Calculus, a branch of mathematics, is a powerful tool used to study the behavior of functions and their applications in various fields, including physics, engineering, and economics. One of the fundamental concepts in calculus is differentiation, which deals with the study of rates of change and slopes of curves. In this article, we will focus on mastering the differentiation of a specific function, xe^x, a crucial concept for anyone looking to deepen their understanding of calculus.
The function xe^x is a product of two functions, x and e^x, where e^x is the exponential function. The differentiation of such a function requires the application of the product rule, a fundamental rule in calculus. Understanding how to differentiate xe^x not only helps in solving specific problems but also enhances one's ability to tackle more complex functions.
To differentiate xe^x, we apply the product rule, which states that if f(x) = u(x)v(x), then f'(x) = u'(x)v(x) + u(x)v'(x). For xe^x, let u(x) = x and v(x) = e^x. The derivatives of u(x) and v(x) are u'(x) = 1 and v'(x) = e^x, respectively.
Differentiating xe^x Using the Product Rule
Applying the product rule:
\[ \frac{d}{dx}(xe^x) = \frac{d}{dx}(x) \cdot e^x + x \cdot \frac{d}{dx}(e^x) \] \[ = 1 \cdot e^x + x \cdot e^x \] \[ = e^x + xe^x \] \[ = e^x(1 + x) \]
This result, e^x(1 + x), is the derivative of xe^x. It shows that the rate of change of the function xe^x at any point x is given by e^x(1 + x).
Understanding the Derivative
The derivative e^x(1 + x) can be analyzed to understand the behavior of the function xe^x. For instance, to find the critical points, we set the derivative equal to zero:
\[ e^x(1 + x) = 0 \]
Since e^x > 0 for all x, the only solution occurs when 1 + x = 0, or x = -1. This critical point can help in understanding the intervals where the function xe^x is increasing or decreasing.
| Interval | Sign of e^x(1 + x) | Behavior of xe^x |
|---|---|---|
| (-\infty, -1) | Negative | Decreasing |
| (-1, \infty) | Positive | Increasing |
Key Points
- The derivative of xe^x is e^x(1 + x), found using the product rule.
- The critical point of xe^x is x = -1, where the function changes from decreasing to increasing.
- Understanding derivatives is essential for analyzing the behavior of functions and solving optimization problems.
- The function xe^x and its derivative have applications in various fields, including physics and engineering.
- Mastering the differentiation of xe^x enhances one's understanding of calculus and its applications.
Applications and Further Analysis
The function xe^x and its derivative have significant applications in physics, engineering, and other fields. For example, in electrical engineering, e^x can represent a voltage or current in a circuit, and x can be a parameter that modifies this voltage or current. Understanding how xe^x changes with x is crucial for designing and analyzing circuits.

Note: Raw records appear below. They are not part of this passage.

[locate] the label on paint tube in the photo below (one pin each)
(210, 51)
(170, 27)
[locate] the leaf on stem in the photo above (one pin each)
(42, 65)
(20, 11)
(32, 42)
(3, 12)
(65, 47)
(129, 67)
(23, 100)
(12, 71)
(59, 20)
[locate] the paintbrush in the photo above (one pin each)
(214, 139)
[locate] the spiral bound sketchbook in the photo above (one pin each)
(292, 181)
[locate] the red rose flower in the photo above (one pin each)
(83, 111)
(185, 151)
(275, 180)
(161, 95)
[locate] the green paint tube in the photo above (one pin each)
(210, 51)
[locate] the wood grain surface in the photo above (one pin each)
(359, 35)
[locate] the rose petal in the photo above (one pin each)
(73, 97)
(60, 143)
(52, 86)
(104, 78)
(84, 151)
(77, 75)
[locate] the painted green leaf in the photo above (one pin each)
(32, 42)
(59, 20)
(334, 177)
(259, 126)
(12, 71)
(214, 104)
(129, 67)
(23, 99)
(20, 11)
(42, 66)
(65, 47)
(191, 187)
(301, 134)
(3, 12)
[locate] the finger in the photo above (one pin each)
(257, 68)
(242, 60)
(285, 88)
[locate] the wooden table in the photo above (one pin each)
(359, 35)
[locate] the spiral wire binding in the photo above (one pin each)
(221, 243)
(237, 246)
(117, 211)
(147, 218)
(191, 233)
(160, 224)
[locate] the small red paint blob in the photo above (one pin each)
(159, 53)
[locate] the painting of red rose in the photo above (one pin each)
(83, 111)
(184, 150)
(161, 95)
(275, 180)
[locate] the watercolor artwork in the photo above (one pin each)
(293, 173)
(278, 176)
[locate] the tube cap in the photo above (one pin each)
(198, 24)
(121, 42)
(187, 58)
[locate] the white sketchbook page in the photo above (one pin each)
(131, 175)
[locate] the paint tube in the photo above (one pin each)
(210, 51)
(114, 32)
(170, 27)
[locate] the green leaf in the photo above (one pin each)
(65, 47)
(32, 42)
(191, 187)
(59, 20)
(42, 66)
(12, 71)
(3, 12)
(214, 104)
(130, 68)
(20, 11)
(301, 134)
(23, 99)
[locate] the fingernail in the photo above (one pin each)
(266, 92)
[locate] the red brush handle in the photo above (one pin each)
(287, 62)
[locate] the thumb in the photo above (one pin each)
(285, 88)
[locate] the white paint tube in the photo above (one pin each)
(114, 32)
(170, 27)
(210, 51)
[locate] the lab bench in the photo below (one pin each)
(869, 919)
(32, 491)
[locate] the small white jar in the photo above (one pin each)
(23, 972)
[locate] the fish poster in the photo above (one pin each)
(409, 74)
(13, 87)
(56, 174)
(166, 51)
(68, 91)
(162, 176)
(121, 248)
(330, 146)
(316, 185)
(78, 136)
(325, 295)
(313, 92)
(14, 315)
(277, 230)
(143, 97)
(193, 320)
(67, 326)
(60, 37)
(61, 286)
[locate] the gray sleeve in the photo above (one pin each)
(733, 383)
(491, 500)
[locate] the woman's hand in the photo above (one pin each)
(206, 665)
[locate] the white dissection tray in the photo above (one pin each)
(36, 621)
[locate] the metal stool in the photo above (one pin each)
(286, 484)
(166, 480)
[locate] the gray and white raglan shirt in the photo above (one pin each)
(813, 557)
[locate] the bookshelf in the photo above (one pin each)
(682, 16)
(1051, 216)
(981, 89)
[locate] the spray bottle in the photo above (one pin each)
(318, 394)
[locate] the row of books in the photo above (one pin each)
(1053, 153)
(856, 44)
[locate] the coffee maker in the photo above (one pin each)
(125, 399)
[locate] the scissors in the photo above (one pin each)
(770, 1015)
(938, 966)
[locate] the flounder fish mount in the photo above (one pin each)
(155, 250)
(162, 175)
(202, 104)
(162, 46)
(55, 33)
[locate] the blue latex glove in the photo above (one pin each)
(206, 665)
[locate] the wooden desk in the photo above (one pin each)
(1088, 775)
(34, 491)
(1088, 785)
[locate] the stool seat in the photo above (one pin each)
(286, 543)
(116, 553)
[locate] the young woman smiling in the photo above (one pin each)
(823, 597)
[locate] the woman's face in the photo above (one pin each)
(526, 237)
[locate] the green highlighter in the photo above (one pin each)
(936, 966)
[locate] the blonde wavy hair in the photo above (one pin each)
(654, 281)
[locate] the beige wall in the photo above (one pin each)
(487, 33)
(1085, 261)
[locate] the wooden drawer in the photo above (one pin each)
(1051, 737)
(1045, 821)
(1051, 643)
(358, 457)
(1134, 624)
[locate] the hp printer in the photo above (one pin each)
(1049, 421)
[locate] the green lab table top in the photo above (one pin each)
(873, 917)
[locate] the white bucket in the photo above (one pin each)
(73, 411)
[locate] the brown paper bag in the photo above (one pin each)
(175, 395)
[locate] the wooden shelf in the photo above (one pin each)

In conclusion, mastering the differentiation of xe^x is a fundamental skill in calculus that has far-reaching implications in various fields. By applying the product rule and analyzing the derivative, we gain insights into the behavior of the function and its applications.
What is the derivative of (xe^x)?
+The derivative of (xe^x) is (e^x(1 + x)).
How is the product rule applied to differentiate (xe^x)?
+The product rule states that if (f(x) = u(x)v(x)), then (fā(x) = uā(x)v(x) + u(x)vā(x)). For (xe^x), let (u(x) = x) and (v(x) = e^x), so (uā(x) = 1) and (vā(x) = e^x). Applying the product rule: (\frac{d}{dx}(xe^x) = 1 \cdot e^x + x \cdot e^x = e^x + xe^x = e^x(1 + x)).
What is the critical point of (xe^x)?
+The critical point of (xe^x) is (x = -1), found by setting the derivative (e^x(1 + x) = 0).